За долгие годы своего членства в русской Думе папа настойчиво защищал права народов пограничных государств – безразлично, были ли это права литовцев, поляков или евреев. И они этого никогда не забывали и были теперь готовы помочь ему, чем он необычайно гордился.

Евреи Ковно называли его одним из своих – большое признание для нееврея. Одним из достижений папа было основание высшей сельскохозяйственной школы и кооперативного центра в Дотнуве, который предлагал крестьянам полную цену – без посредников – за их продукты и необходимую техническую помощь. Это новшество было позднее перенято в практику литовского правительства, которое создало по этому образцу более мелкие кооперативные центры.

Великобритания поддерживала литовскую экономику, гарантируя импорт ветчины и гусей. Теоретически возможно было использовать в политических целях угрозу «меньше бекона», что сделало британского посла в Литве, мистера Томаса Престона, и его очаровательную русскую жену очень важными персонами в Ковно.

Мама уверяла раз и навсегда, что любая деятельность должна иметь либо глубокий смысл, либо высшую пользу.

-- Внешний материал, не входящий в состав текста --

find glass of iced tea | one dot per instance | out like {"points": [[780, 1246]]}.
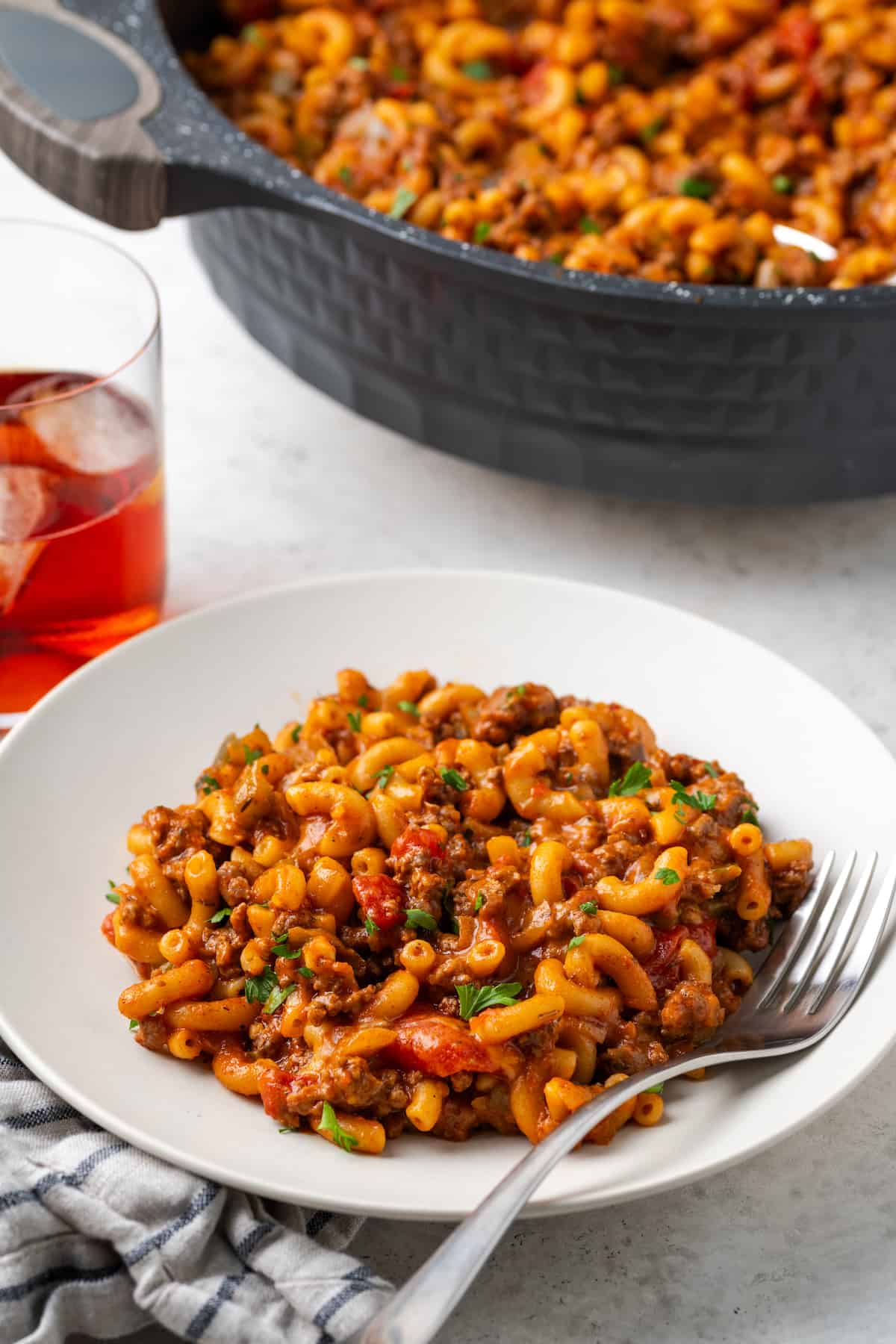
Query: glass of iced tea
{"points": [[82, 531]]}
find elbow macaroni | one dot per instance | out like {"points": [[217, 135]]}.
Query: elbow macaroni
{"points": [[433, 907]]}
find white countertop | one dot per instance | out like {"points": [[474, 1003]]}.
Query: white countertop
{"points": [[269, 480]]}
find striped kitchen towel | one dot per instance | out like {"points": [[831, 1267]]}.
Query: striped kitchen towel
{"points": [[99, 1238]]}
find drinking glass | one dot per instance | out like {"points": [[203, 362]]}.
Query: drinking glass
{"points": [[82, 530]]}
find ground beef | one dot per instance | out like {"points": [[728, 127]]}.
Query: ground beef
{"points": [[514, 710], [457, 1121], [175, 831], [692, 1011], [635, 1051], [233, 886], [341, 999], [790, 886], [354, 1085]]}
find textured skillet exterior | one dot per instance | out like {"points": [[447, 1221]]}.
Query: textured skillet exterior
{"points": [[685, 393]]}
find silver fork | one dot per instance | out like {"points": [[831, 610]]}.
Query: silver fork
{"points": [[805, 987]]}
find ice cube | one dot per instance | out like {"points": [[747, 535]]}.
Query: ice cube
{"points": [[19, 444], [16, 559], [94, 432], [27, 502]]}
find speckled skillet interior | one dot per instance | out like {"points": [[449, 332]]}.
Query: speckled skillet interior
{"points": [[707, 394]]}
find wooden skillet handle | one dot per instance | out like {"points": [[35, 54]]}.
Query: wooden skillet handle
{"points": [[72, 102]]}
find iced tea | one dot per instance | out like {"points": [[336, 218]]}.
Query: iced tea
{"points": [[82, 544]]}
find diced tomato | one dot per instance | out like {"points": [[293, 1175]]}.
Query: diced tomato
{"points": [[535, 85], [274, 1088], [662, 965], [438, 1046], [418, 839], [662, 962], [382, 900], [798, 34], [704, 936]]}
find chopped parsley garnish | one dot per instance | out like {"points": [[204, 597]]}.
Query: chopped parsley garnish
{"points": [[479, 998], [697, 187], [420, 920], [277, 996], [702, 801], [635, 779], [332, 1127], [402, 203], [260, 987]]}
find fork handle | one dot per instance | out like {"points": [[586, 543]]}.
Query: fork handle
{"points": [[425, 1303]]}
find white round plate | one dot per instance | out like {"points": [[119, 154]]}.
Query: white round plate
{"points": [[134, 730]]}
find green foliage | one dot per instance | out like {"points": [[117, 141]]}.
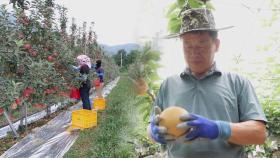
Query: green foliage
{"points": [[172, 14], [10, 90], [109, 139], [146, 64]]}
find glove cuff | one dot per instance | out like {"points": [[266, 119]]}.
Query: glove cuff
{"points": [[224, 130]]}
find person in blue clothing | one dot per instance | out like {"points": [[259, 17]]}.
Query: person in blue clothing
{"points": [[224, 111]]}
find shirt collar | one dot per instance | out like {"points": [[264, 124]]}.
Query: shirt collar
{"points": [[213, 71]]}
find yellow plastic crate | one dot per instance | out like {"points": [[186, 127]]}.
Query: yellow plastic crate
{"points": [[99, 103], [84, 118]]}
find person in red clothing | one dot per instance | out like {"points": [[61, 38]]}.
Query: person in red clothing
{"points": [[100, 74]]}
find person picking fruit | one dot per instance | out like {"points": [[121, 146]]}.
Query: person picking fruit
{"points": [[224, 113]]}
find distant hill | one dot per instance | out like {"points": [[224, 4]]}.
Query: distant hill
{"points": [[111, 50]]}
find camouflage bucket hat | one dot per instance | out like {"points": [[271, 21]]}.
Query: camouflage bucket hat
{"points": [[197, 19]]}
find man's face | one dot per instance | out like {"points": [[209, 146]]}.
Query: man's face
{"points": [[199, 51]]}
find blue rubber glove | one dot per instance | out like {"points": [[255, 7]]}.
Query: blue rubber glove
{"points": [[159, 133], [202, 127]]}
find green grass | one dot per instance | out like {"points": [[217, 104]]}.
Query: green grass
{"points": [[116, 125]]}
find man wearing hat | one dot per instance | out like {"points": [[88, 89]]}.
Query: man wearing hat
{"points": [[224, 112]]}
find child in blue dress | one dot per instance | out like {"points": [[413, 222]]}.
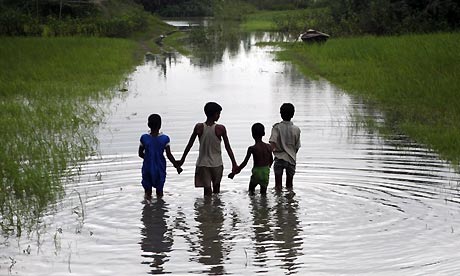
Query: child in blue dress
{"points": [[151, 149]]}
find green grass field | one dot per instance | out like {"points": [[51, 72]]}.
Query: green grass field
{"points": [[49, 94], [413, 79]]}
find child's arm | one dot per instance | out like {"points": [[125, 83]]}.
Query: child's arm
{"points": [[228, 148], [270, 149], [189, 145], [172, 160], [141, 151]]}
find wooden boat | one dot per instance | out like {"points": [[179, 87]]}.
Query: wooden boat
{"points": [[314, 36]]}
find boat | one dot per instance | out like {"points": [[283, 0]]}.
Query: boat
{"points": [[314, 36]]}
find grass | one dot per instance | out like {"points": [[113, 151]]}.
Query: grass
{"points": [[260, 21], [49, 94], [413, 79]]}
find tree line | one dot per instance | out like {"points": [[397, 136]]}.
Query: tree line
{"points": [[343, 17], [339, 17]]}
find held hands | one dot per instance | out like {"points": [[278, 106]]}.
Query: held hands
{"points": [[236, 170], [178, 165]]}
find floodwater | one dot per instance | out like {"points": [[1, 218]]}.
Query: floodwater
{"points": [[362, 204]]}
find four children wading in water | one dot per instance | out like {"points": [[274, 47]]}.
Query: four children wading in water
{"points": [[284, 143]]}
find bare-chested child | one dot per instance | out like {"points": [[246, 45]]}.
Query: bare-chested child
{"points": [[262, 156], [209, 165]]}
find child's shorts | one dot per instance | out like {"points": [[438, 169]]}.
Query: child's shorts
{"points": [[279, 165], [150, 180], [205, 175], [260, 175]]}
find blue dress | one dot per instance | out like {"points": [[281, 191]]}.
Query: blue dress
{"points": [[154, 166]]}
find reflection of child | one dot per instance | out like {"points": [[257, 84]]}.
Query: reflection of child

Она не хотела для нас секретарской работы, которую мы считали единственно возможной, так как она позволила бы нам добиться независимости и на длительное время покинуть Литву. Так мы тайно заказали экземпляр «Стенографии» Питмана, а также учебник машинописи и упражнялись так часто, как только могли, даже среди ночи. Работа казалась нам ужасно трудной, но мы мучились до тех пор, пока не приобрели достаточно опыта, чтобы быть в состоянии принять место в британском посольстве.

Мой шеф, мистер Престон, друг нашей семьи, был британским консулом в Екатеринбурге во время убийства царя Николая II. Наряду со многими интересами он сочинял балетную музыку, учил нас при случае водить его машину и был, кроме того, искусным и любезным дипломатом.

Для мама было большим разочарованием, что я бросила уроки рисования, так как я знала, что никогда не смогу позволить себе три года учения в академии.

 

Выходные мы часто проводили на природе у Тотлебенов. Из маленького дома, который стоял в их бывшем имении и в котором они сейчас жили, можно было сквозь деревья на другом берегу реки разглядеть мощные стены их прежнего замка: конфискован, объявлен обветшавшим и брошен…

Дед старого графа считался героем, он сражался в Крымской войне, участвовал в битве за Севастополь вместе с нашим прадядей Васильчиковым. Граф сам был старым другом и товарищем папа; они называли друг друга «граф» и «князь» и на «ты» – эта старомодная форма обращения удивляла нас.

Графиня была некогда красавицей, как доказывали блестящие выпуклые фотографии. Её греческий профиль, точёная фигура давно исчезли, что привело и к утрате жизнерадостности в её характере.

Мы очень ценили их дочерей, но тем не менее они были для нас страшным примером, которому мы бы подражать не хотели. Четверо красивы х сестер, от десяти до пятнадцати лет – старше, чем мы, – одаренные и культурные; их жизнь протекала бесполезно. Они хоть и были выше мещанства провинциального Ковно, но – одиноки без друзей-сверстников. Они неуклонно увядали, раздавленные бесцельным ожиданием.

Папа пустился в одно сомнительное дело и, по существу, был обманут. Так таяли деньги от продажи пивоварни, как снег под апрельским солнцем. Произошёл возврат нервной болезни, которая началась после революции. Мы все помогали, как могли. Ирина оплачивала счета по дому из своих средств, получаемых ею за уроки иностранных языков. Мисси преподавала маленьким детям, хотя сама только лишь вышла из школы, а мой заработок затыкал другие неизбежные дыры.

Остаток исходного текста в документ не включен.